So low did the standing of the Major government sink that it would take an enormous effort by any of their opponents to make the Tories popular once more. Even all New Labour's betrayals haven't been able to rehabilitate the Tories, but the government is having a damn good try.
Take a lobby of parliament I attended recently called by disability groups. Parliamentary lobbies have never been my favourite form of activity. Queuing up to protest has always seemed a peculiarly British thing to do. Nevertheless a lobby is far preferable to inaction or letter writing.
This lobby was made worse by a platform of speakers that included a Tory woman MP. The organisers of the lobby clearly belong to the school of thought that sees a broad alliance as the best way forward, even if it includes hypocritical Tory opportunists.
The audience of disabled people seemed very different. I doubt if more than a handful voted Tory at the last election. There was clearly a mood of militancy about the place, and yet the Tory was greeted with polite if somewhat disinterested silence. Indeed the only moment when the platform provoked a hostile reaction was when Labour MP Roger Berry urged people to visit their MPs because MPs do listen to people. This was greeted by loud sarcastic guffaws. So this was not an audience overwhelmed by the grandeur of Westminster, or reverentially impressed by the letters 'MP'. Yet they let a Tory off the hook. Why?

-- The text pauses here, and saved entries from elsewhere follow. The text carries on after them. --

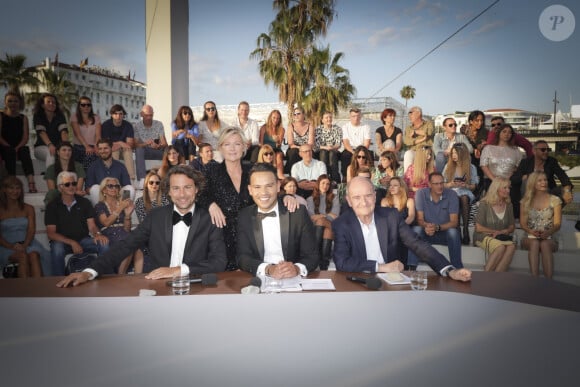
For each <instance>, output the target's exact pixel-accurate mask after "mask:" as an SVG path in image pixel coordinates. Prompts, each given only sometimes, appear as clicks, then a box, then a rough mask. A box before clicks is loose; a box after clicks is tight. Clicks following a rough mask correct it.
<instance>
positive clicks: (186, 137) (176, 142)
mask: <svg viewBox="0 0 580 387" xmlns="http://www.w3.org/2000/svg"><path fill="white" fill-rule="evenodd" d="M171 137H172V138H173V140H172V144H173V146H174V147H175V149H177V150H178V151H179V153H181V154H182V155H183V157H185V159H186V160H189V162H192V161H193V160H194V159H195V156H196V153H197V145H199V143H200V138H201V137H200V134H199V126H198V125H197V122H195V119H194V118H193V111H192V110H191V108H190V107H189V106H180V107H179V110H178V111H177V115H176V116H175V119H174V120H173V122H171ZM212 157H213V155H212Z"/></svg>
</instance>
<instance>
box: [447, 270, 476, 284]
mask: <svg viewBox="0 0 580 387" xmlns="http://www.w3.org/2000/svg"><path fill="white" fill-rule="evenodd" d="M449 277H451V278H452V279H454V280H456V281H463V282H468V281H471V270H469V269H455V270H451V271H450V272H449Z"/></svg>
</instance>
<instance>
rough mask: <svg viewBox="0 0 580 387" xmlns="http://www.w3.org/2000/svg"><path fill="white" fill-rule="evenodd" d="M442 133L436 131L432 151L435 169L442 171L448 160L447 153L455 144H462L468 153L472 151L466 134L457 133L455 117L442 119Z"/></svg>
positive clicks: (470, 144)
mask: <svg viewBox="0 0 580 387" xmlns="http://www.w3.org/2000/svg"><path fill="white" fill-rule="evenodd" d="M443 129H444V132H443V133H437V134H436V135H435V139H434V140H433V153H434V154H435V170H436V171H437V172H441V171H443V168H444V167H445V164H447V161H448V160H449V154H450V153H451V150H452V149H453V146H454V145H456V144H464V145H465V147H466V148H467V151H468V155H469V154H470V153H473V148H472V147H471V143H470V142H469V139H468V138H467V136H466V135H464V134H463V133H457V123H456V122H455V119H453V118H451V117H447V118H445V119H444V120H443Z"/></svg>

Well, I think you have to give all the credit to New Labour for this one. You see, if you're disabled, you can only be hurt, bewildered and incensed by the New Labour government. Your benefits have been under threat and talk of making you independent and of providing you with employment have been matched by proposals that seem guaranteed to deny you both.
Indeed, under New Labour you have experienced something 18 years of Tory rule by and large couldn't manage. You have earned the epithet 'scrounger'. So, you look on in amazement as the government you elected behaves like the nastiest Thatcherite Tories.

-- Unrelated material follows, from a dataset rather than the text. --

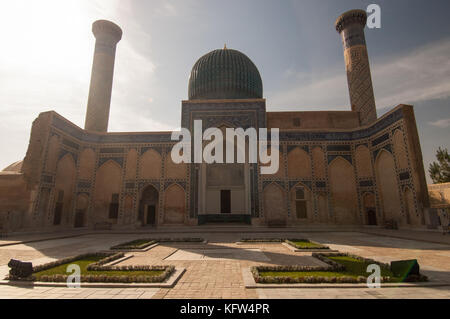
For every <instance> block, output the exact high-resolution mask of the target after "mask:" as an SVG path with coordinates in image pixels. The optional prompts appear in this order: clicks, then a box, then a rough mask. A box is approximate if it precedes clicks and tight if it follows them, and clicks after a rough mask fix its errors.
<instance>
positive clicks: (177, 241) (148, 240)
mask: <svg viewBox="0 0 450 319" xmlns="http://www.w3.org/2000/svg"><path fill="white" fill-rule="evenodd" d="M136 240H146V241H148V242H146V243H144V244H141V245H131V244H130V243H132V242H133V241H135V240H133V241H129V242H126V243H122V244H118V245H115V246H112V247H111V248H110V250H112V251H122V252H145V251H149V250H150V249H153V248H155V247H156V246H158V245H160V244H162V243H169V244H170V243H173V244H193V243H198V244H207V243H208V241H207V240H205V239H203V238H141V239H136ZM133 247H134V248H133Z"/></svg>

Nor does it seem to be a government driven to do these things against all its instincts by financial imperative. On the contrary, many of its representatives seem enthusiastic supporters of all that in the past was anathema to Labour thinking. Little wonder that the one thing that had everybody snarling at the lobby was the mere mention of the name Harriet Harman. She seems to have become the prototype for so many of the new intake of Labour MPs. The new batch of women have earned the nickname 'Stepford wives' after the robotic middle class housewives in the film of the same name. New Labour, though, has taken this a stage further and developed a batch of sharp suited, well spoken Stepford husbands, every bit as robotic as the females.

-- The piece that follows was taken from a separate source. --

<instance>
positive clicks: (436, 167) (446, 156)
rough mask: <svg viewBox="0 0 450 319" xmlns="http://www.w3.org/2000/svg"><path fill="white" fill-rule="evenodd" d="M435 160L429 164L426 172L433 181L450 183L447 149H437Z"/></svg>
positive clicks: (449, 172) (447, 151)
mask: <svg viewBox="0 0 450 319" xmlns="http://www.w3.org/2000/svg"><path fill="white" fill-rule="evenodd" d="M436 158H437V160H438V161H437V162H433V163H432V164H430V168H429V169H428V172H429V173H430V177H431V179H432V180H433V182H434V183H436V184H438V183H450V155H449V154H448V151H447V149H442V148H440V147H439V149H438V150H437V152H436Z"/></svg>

None of the new intake of women has challenged the government on anything from attacking single parents or the disabled on the one hand, to the proposed slaughter of innocent Iraqi civilians on the other. They appear to have no opinions that haven't first been thought up by Mandelson and the Millbank mafia, no gut feeling about anything other than their own importance and their own advance.
There is, however, another older and more established group of MPs who do not sit comfortably as remoulded Tories. People like Clare Short and Peter Hain have too good a pedigree to be part of the Stepford experiment.
Neither were ever as far to the left as is sometimes claimed. Both have had, for considerable periods of time, an eye on their careers, yet both have impeccable anti-Tory credentials. At their very worst they were old style, middle of the road Labour. Both opposed the last Gulf War, both are known to be less then enthusiastic about Mandelson and his ilk, both used to believe they could make the world a better place.
Now they sit there having to defend the indefensible and mouth platitudes they clearly don't believe. Hearing Harman explain that she is hurting single mothers for their own good is to listen to an enthusiast for Blairite doublespeak. Listening to Hain mumble the same line is like listening to someone caught redhanded desperately trying to explain away their wrongdoing.
Short recently explained that the price of being able to say what she thought in cabinet was that she must under no circumstances do the same in public. So she becomes, to use a phrase, a 'woman in the dark', unable to tell those who elected her what she really thinks. Hain explained recently that New Labour was losing the support of the great and the good in the popular music industry because they were 'young and impatient for change. We were all impatient for change when we were young.' I wonder what he thinks of all those new young Labour MPs who seem so unconcerned about change, so patient about righting 18 years of Tory attacks that they are happy to vote for some new attacks of Labour's own making.
There lies the rub. An angry crowd tolerates a Tory woman because their hatred for New Labour's Stepford Tories is growing so quickly. Meanwhile, behind the New Stepfords, giving them some semblance of respectability, sit people who once wanted to change the world for the better but now seem to have decided that if they can't better the world, they can at least better themselves.